I was asked this question at an interview and had no answer. Can anyone here explain?
It's a method for reducing system overhead, by converting many fine grained locks to fewer coarse grained ones. More detailed information can be found here and here.
For example, if you have many (usually hundreds or more) locks on specific rows in a table, once you exceed your maximum allowed number of locks, these might be exchanged for a lock on the table, or on a range of rows in the table.
Lock escalation means the conversion of a lock to a more restrictive mode. This is most often seen in databases. A query might have a resource locked for "shared" and escalate it to "exclusive" to perform an update.
DB locks can exist on rows, pages or whole tables or indexes. When a transaction is in progress, the locks held by the transaction take up resources. Lock escalation is where the system consolidates multiple locks into a higher level one (for example consolidating multiple row locks to a page or multiple pages to a whole table) typically to recover resources taken up by large numbers of fine-grained locks.
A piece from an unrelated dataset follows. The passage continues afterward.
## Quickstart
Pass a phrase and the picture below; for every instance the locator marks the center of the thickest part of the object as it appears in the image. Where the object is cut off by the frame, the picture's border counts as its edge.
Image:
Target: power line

It will do this automatically, although you can set flags on the tables (see ALTER TABLE in the books on line) to control the policy for lock escalation on that particular table. In particular, premature or overly eager lock escalation used to be a problem on older versions of Sybase and SQL Server when you had two processes writing separate rows into the same page concurrently. If you go back far enough (IIRC SQL Server 6.5) SQL Server didn't actually have row locking but could only lock tables or pages. Where this happened, you could get contention between inserts of records in the same page; often you would put a clustered index on the table so new inserts went to different pages.